O currículo oculto é um conjunto de lições "que são aprendidas, mas não abertamente pretendidas"[1] ensinadas na escola. São normas, valores e crenças transmitidas tanto na sala de aula quanto no ambiente social.[2]

Qualquer tipo de experiência de aprendizado pode incluir lições indesejadas.[1] No entanto, o conceito de currículo oculto geralmente se refere ao conhecimento adquirido especificamente em contextos de escolas primárias e secundárias. Nesses cenários, a escola busca o desenvolvimento intelectual igualitário entre seus alunos,[3] e o currículo oculto refere-se ao reforço das desigualdades sociais existentes por meio da educação de acordo com a classe e a condição social dos alunos. A distribuição do conhecimento entre os alunos é espelhada na distribuição desigual do capital cultural.[4]
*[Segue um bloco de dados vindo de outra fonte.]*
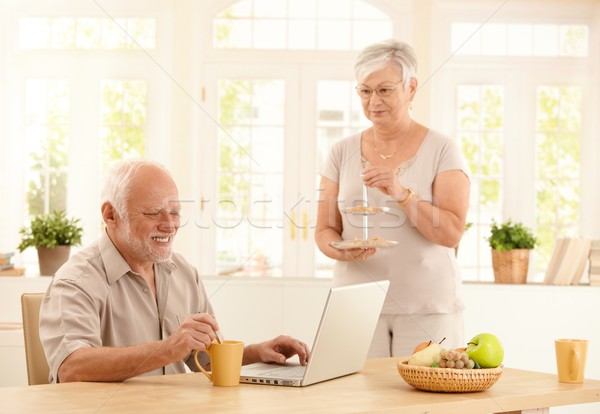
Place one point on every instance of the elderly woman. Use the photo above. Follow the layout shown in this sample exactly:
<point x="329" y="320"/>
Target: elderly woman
<point x="417" y="178"/>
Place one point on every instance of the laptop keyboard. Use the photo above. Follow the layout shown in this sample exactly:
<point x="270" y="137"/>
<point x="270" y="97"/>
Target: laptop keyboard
<point x="296" y="371"/>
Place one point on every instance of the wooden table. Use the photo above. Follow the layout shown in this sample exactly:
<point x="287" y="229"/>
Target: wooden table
<point x="378" y="388"/>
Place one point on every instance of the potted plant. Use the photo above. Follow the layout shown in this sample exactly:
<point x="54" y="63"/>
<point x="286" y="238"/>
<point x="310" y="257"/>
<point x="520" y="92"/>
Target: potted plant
<point x="511" y="244"/>
<point x="52" y="235"/>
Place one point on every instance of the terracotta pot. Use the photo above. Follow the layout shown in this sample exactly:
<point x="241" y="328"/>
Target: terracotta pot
<point x="50" y="259"/>
<point x="510" y="266"/>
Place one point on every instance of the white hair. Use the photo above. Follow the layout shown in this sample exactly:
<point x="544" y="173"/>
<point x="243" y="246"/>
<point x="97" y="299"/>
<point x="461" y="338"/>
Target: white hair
<point x="117" y="184"/>
<point x="377" y="55"/>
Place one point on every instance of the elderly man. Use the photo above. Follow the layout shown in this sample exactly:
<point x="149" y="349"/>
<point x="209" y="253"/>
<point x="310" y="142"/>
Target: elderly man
<point x="127" y="305"/>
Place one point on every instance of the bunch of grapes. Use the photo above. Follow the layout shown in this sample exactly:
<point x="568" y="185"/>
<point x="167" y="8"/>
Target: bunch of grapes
<point x="455" y="359"/>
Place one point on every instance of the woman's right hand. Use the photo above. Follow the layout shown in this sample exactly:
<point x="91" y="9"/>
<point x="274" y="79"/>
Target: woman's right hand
<point x="351" y="255"/>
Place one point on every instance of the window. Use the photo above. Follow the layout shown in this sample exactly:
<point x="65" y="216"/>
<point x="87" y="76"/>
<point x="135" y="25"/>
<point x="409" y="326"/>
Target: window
<point x="517" y="88"/>
<point x="47" y="143"/>
<point x="86" y="33"/>
<point x="249" y="210"/>
<point x="123" y="120"/>
<point x="558" y="160"/>
<point x="520" y="39"/>
<point x="80" y="99"/>
<point x="300" y="24"/>
<point x="480" y="134"/>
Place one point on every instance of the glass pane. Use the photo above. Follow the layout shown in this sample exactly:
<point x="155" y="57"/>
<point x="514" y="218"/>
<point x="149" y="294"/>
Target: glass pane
<point x="63" y="33"/>
<point x="558" y="158"/>
<point x="334" y="9"/>
<point x="143" y="32"/>
<point x="520" y="39"/>
<point x="573" y="40"/>
<point x="47" y="146"/>
<point x="250" y="177"/>
<point x="368" y="32"/>
<point x="89" y="33"/>
<point x="493" y="39"/>
<point x="480" y="135"/>
<point x="333" y="35"/>
<point x="270" y="8"/>
<point x="364" y="10"/>
<point x="302" y="9"/>
<point x="545" y="40"/>
<point x="112" y="34"/>
<point x="123" y="118"/>
<point x="302" y="34"/>
<point x="233" y="33"/>
<point x="465" y="38"/>
<point x="300" y="24"/>
<point x="34" y="33"/>
<point x="269" y="34"/>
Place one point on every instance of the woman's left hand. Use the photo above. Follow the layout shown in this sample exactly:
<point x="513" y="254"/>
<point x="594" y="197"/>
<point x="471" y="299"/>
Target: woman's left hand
<point x="384" y="179"/>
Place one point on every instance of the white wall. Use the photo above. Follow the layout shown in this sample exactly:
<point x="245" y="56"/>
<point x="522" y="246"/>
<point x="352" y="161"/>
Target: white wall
<point x="527" y="318"/>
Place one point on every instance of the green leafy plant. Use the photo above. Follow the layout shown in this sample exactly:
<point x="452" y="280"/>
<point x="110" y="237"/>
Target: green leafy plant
<point x="51" y="230"/>
<point x="509" y="236"/>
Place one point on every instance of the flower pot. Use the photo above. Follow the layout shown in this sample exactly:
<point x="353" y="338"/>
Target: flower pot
<point x="510" y="266"/>
<point x="51" y="258"/>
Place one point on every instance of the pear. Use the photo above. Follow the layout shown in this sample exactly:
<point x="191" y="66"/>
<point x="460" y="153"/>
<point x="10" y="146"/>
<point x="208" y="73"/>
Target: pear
<point x="426" y="357"/>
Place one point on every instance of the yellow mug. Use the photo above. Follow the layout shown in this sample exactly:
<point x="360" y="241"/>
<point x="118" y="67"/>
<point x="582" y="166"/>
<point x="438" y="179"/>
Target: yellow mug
<point x="570" y="359"/>
<point x="225" y="362"/>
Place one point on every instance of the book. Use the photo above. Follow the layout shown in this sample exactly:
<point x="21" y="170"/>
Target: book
<point x="5" y="258"/>
<point x="585" y="246"/>
<point x="555" y="260"/>
<point x="569" y="262"/>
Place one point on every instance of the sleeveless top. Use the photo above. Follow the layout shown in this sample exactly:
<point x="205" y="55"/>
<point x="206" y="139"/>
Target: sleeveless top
<point x="425" y="276"/>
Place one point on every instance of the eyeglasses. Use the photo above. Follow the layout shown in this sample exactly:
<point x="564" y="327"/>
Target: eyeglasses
<point x="384" y="91"/>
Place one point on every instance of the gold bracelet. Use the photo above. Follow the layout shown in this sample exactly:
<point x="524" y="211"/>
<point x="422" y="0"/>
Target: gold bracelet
<point x="408" y="197"/>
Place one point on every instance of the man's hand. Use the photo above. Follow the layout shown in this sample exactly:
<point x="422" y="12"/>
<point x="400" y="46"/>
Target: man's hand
<point x="278" y="350"/>
<point x="197" y="331"/>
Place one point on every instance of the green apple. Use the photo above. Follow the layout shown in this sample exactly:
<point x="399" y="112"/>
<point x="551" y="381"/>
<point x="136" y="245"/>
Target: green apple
<point x="426" y="357"/>
<point x="486" y="349"/>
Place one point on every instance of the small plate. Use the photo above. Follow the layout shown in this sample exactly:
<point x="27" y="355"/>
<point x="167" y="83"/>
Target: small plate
<point x="364" y="244"/>
<point x="364" y="210"/>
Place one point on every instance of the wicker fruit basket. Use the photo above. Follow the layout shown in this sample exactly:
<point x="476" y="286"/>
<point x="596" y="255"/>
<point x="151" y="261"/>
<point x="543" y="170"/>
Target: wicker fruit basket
<point x="449" y="379"/>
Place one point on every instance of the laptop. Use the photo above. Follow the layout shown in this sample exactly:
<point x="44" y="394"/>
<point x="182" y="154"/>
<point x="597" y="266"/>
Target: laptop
<point x="341" y="344"/>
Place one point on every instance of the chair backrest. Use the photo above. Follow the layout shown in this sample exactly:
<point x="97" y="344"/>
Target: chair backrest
<point x="37" y="365"/>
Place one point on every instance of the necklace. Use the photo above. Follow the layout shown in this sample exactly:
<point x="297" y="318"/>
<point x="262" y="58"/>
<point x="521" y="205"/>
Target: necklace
<point x="383" y="156"/>
<point x="387" y="156"/>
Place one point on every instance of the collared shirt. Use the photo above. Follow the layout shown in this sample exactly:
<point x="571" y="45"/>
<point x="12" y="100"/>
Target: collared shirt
<point x="96" y="300"/>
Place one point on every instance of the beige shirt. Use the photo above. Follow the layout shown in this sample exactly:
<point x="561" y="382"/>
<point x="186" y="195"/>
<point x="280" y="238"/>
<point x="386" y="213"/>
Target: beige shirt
<point x="96" y="300"/>
<point x="424" y="276"/>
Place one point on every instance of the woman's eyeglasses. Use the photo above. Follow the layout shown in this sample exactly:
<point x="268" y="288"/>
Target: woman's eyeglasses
<point x="384" y="91"/>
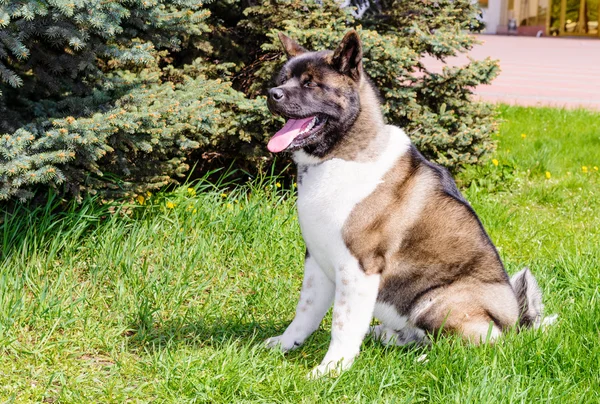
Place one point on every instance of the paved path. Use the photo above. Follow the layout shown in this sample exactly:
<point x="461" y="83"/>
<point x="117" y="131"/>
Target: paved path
<point x="560" y="72"/>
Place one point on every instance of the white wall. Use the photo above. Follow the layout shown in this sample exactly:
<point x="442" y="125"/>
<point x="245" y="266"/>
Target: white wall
<point x="491" y="16"/>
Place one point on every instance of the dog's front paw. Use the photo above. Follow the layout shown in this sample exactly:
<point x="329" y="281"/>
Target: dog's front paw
<point x="331" y="369"/>
<point x="282" y="343"/>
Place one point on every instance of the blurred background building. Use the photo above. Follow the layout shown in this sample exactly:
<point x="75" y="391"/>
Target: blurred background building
<point x="542" y="17"/>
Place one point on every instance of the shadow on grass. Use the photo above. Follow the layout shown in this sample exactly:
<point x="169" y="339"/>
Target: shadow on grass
<point x="223" y="333"/>
<point x="215" y="333"/>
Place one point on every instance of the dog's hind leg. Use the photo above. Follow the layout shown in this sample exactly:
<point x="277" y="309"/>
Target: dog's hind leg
<point x="405" y="336"/>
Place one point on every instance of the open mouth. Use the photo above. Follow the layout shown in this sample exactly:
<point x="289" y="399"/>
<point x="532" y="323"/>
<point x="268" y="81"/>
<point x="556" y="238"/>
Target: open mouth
<point x="294" y="131"/>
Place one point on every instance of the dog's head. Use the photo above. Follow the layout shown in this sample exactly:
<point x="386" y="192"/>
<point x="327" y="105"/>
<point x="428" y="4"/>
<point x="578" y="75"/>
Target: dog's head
<point x="318" y="94"/>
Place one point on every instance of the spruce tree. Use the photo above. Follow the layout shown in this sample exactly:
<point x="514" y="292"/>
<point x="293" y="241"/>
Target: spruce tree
<point x="120" y="96"/>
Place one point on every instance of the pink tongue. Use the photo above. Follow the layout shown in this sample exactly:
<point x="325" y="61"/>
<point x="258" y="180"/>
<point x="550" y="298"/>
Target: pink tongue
<point x="292" y="128"/>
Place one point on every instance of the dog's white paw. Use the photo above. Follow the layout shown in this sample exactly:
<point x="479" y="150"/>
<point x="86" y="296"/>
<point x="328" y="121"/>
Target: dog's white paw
<point x="282" y="343"/>
<point x="331" y="369"/>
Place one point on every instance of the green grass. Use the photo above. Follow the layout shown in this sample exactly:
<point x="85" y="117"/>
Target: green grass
<point x="152" y="303"/>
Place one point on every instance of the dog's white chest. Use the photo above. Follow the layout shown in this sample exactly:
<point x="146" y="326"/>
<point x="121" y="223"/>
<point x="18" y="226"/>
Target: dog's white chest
<point x="329" y="191"/>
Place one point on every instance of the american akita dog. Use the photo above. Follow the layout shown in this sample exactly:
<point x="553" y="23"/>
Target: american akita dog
<point x="387" y="233"/>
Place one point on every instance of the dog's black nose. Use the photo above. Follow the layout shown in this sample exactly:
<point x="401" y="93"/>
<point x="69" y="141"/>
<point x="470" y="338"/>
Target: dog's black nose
<point x="276" y="94"/>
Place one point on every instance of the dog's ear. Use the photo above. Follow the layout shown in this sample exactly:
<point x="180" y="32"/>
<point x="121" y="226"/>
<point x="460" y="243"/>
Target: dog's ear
<point x="347" y="58"/>
<point x="290" y="46"/>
O intervalo recreativo entre as aulas é uma parte importante do currículo oculto na escola.[5]

Aspectos da aprendizagem editar

Vários aspectos da aprendizagem contribuem para o sucesso do currículo oculto, incluindo práticas, procedimentos, regras, relacionamentos e estruturas sociais.[1] Esses aspectos de aprendizagem específicos da escola podem incluir, mas não estão limitados as estruturas sociais da sala de aula, o exercício de autoridade do professor, o uso da linguagem pelo professor, regras que regem o relacionamento entre professores e alunos, atividades padrão de aprendizado, livros didáticos, recursos audiovisuais, mobiliário, arquitetura, medidas disciplinares, horários e prioridades curriculares.[1] As variações entre esses elementos podem criar as disparidades encontradas ao comparar os currículos ocultos em várias classes e status sociais. "Toda escola é ao mesmo tempo expressão de uma situação política e uma professora de política".[6]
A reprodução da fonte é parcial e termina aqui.